You can read more detail about that resurrection liturgy here. 

As you can see, the church experiences of Orthodox and Evangelical Christians could not be more dissimilar. One is academically oriented, with an immersion in textual study and application of Christian data to life. The other is experiential, with an immersion in story and reenactment, not with the goal of helping the participant to internalize disparate, propositional, Christian truths, but rather to internalize the life of Christ itself. In short, the more immediate goal of the Orthodox experience is spiritual understanding, where the more immediate goal of a composite Evangelical experience is rational understanding. 

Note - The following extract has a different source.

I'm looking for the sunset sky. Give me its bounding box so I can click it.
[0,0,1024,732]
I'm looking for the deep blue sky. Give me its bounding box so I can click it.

Make no mistake, there is plenty of high theology writing to be found in Orthodox patrimony, and there are more than a few contemporary Orthodox theologians--to say nothing of the Church Fathers--who could run rings around the unhappy writers at Pulpit & Pen. So if you're theologically oriented and curious about the Orthodox Church, by no means would you be encouraged to divest yourself from theology upon entrance. But if you're an Evangelical who's ever been frustrated by an interaction with an Orthodox Christian, or vice versa, you can see how these respective church experiences will have a dramatic impact on how one thinks and speaks about one's faith.

The late Fr. Thomas Hopko said about the Divine Liturgy, "Don't wait 'til you understand the liturgy before you do it; do the liturgy so that you can understand it." This is the essence of the Orthodox experience. It is the reason why, when interrogating the Orthodox about our theology, an Evangelical inquirer is likely to be met with a friendly smile and the simple exhortation, "Come and see."